Un punto di svolta decisivo, spiega lo chef, coincide con gli anni successivi alla Rivoluzione francese. È in questo momento storico che i cuochi, fino a quel momento vincolati al servizio esclusivo delle corti aristocratiche, conquistano la libertà di operare come professionisti indipendenti. Questa trasformazione rappresenta ben più di una semplice evoluzione occupazionale: consente agli chef di esprimere con maggiore libertà la propria visione creativa, mantenendo però un legame profondo con i saperi tramandati dai loro maestri. Il risultato è una tradizione culinaria viva e dinamica, alimentata dal dialogo continuo tra l'esperienza acquisita e la spinta verso l'innovazione.

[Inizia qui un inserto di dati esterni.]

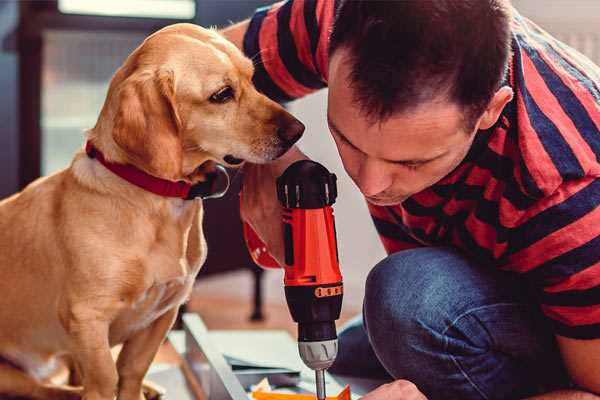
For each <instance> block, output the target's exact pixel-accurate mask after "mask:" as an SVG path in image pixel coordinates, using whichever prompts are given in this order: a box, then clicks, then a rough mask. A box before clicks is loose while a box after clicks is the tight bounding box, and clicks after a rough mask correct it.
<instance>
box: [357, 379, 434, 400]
mask: <svg viewBox="0 0 600 400" xmlns="http://www.w3.org/2000/svg"><path fill="white" fill-rule="evenodd" d="M361 400H427V397H425V395H424V394H423V393H421V392H420V391H419V389H417V387H416V386H415V384H414V383H412V382H409V381H405V380H402V379H399V380H397V381H394V382H390V383H386V384H385V385H381V386H379V387H378V388H377V389H375V390H373V391H372V392H370V393H367V394H366V395H365V396H363V397H361Z"/></svg>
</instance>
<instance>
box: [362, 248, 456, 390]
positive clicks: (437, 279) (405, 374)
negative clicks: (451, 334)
mask: <svg viewBox="0 0 600 400" xmlns="http://www.w3.org/2000/svg"><path fill="white" fill-rule="evenodd" d="M455 257H457V255H455V254H454V253H452V252H449V251H446V250H444V249H426V250H425V251H424V250H423V249H417V250H407V251H404V252H400V253H396V254H394V255H392V256H390V257H387V258H386V259H384V260H383V261H381V262H380V263H379V264H377V265H376V266H375V267H374V268H373V270H372V271H371V272H370V273H369V276H368V278H367V283H366V288H365V302H364V319H365V327H366V329H367V333H368V336H369V340H370V341H371V345H372V347H373V350H374V352H375V354H376V355H377V357H378V358H379V360H380V361H381V363H382V364H383V365H384V367H385V368H386V369H387V370H388V372H389V373H390V374H392V376H394V377H395V378H405V379H407V378H412V379H415V377H414V374H415V373H416V371H419V370H422V369H423V368H426V367H427V366H426V365H424V364H425V363H427V357H423V354H426V353H431V352H437V353H441V352H442V351H443V350H444V349H443V345H444V338H443V336H442V335H441V333H440V332H442V331H443V329H444V328H443V327H444V324H446V323H447V321H448V320H449V319H450V318H451V317H450V312H451V310H449V309H446V306H447V303H448V302H449V299H448V298H447V297H446V296H447V293H446V292H447V290H446V289H447V286H446V285H445V284H444V281H446V280H447V279H446V277H445V276H444V275H445V272H444V269H445V268H444V266H443V265H441V264H443V263H447V262H449V261H450V259H451V258H455ZM455 261H456V260H455Z"/></svg>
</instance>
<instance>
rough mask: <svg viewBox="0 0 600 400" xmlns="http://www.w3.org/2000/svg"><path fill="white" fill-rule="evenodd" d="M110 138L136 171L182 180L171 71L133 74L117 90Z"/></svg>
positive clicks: (144, 71)
mask: <svg viewBox="0 0 600 400" xmlns="http://www.w3.org/2000/svg"><path fill="white" fill-rule="evenodd" d="M117 99H118V100H117V101H118V106H117V112H116V114H115V119H114V125H113V132H112V136H113V139H114V141H115V143H116V144H117V145H118V146H119V147H120V148H121V149H123V150H124V151H125V153H126V154H127V156H128V158H129V159H130V161H131V162H132V163H133V164H135V165H136V166H137V167H138V168H141V169H143V170H145V171H146V172H148V173H150V174H152V175H154V176H157V177H160V178H164V179H170V180H179V179H181V176H182V142H181V135H180V131H181V120H180V118H179V114H178V112H177V104H176V101H175V82H174V75H173V72H172V71H166V70H159V71H142V72H136V73H133V74H132V75H131V76H129V77H128V78H127V79H125V80H124V81H123V83H122V84H121V85H120V86H119V88H118V93H117Z"/></svg>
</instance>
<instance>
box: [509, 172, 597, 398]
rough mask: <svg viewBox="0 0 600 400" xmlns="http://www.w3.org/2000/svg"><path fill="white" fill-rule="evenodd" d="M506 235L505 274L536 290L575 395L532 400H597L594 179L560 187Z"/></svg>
mask: <svg viewBox="0 0 600 400" xmlns="http://www.w3.org/2000/svg"><path fill="white" fill-rule="evenodd" d="M519 218H520V221H518V223H517V224H515V228H513V229H512V230H511V241H512V243H511V248H510V251H509V252H508V253H507V260H508V264H509V265H510V266H511V268H513V269H515V270H518V271H519V272H521V273H523V274H524V276H526V277H527V278H528V279H529V281H530V282H531V283H533V284H534V286H536V287H537V289H538V293H537V298H538V301H539V302H540V306H541V310H542V311H543V313H544V315H545V316H546V317H547V318H548V322H549V324H550V326H551V327H552V329H553V331H554V334H555V336H556V339H557V343H558V347H559V349H560V354H561V356H562V361H563V364H564V366H565V368H566V370H567V372H568V373H569V375H570V378H571V380H572V381H573V382H574V383H575V385H576V387H577V389H578V390H580V391H577V390H573V391H560V392H555V393H548V394H546V395H543V396H539V397H535V399H540V400H541V399H580V398H581V399H600V397H599V396H598V395H600V297H599V296H598V293H599V290H600V253H599V252H598V244H599V243H600V179H598V178H596V177H594V176H590V177H584V178H581V179H579V180H568V181H564V182H563V183H562V184H561V185H560V186H559V187H558V188H557V189H556V190H555V192H554V193H552V194H551V195H548V196H547V197H546V198H543V199H541V200H540V201H538V202H537V203H536V204H535V206H533V207H532V209H530V210H528V211H527V212H525V213H523V214H522V216H521V217H519Z"/></svg>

Per illustrare il valore di questa trasmissione intergenerazionale, Cracco cita il maestro Gualtiero Marchesi, figura capostipite della cucina italiana d'eccellenza nel panorama internazionale. Marchesi, cresciuto nel ristorante di famiglia e perfezionatosi anche nella grande tradizione francese, ha introdotto in Italia una concezione completamente nuova dell'alta ristorazione. La sua eredità non risiede soltanto nelle tecniche e nei piatti che ha creato, ma soprattutto nel modello di pensiero che ha trasmesso. Generazioni intere di cuochi italiani hanno costruito il proprio percorso professionale a contatto con i suoi insegnamenti, direttamente nella sua brigata o attraverso l'influenza che ha esercitato sulla cultura culinaria nazionale.
Cracco descrive l'ingresso nella brigata di Marchesi come un riconoscimento quasi nobiliare nel mondo della cucina: una certificazione di valore e di dedizione alla qualità. È all'interno di questi spazi di lavoro intenso e rigoroso che si sedimentano le competenze, si raffinano i gusti e, soprattutto, nascono relazioni professionali autentiche e durature. Lo chef sottolinea che il proprio ruolo, oggi, consiste nel continuare questa missione: far emergere e valorizzare il talento di ciascun membro della brigata, creando le condizioni affinché possano sviluppare pienamente le proprie capacità.
Il quadro che Cracco disegna è quello di una professione che coniuga rigore e creatività, sacrificio personale e gratificazione umana. La cucina rimane un mestiere che richiede dedizione totale e disponibilità al sacrificio, ma offre in cambio qualcosa di raro: l'opportunità di costruire comunità di eccellenza, spazi dove il talento può prosperare e dove la trasmissione del sapere diventa lo strumento principale di continuità culturale. In questo senso, il passaggio dalla televisione alla cucina vera e propria che Cracco menziona rappresenta il filo rosso che unisce il mestiere attraverso epoche diverse e contesti differenti.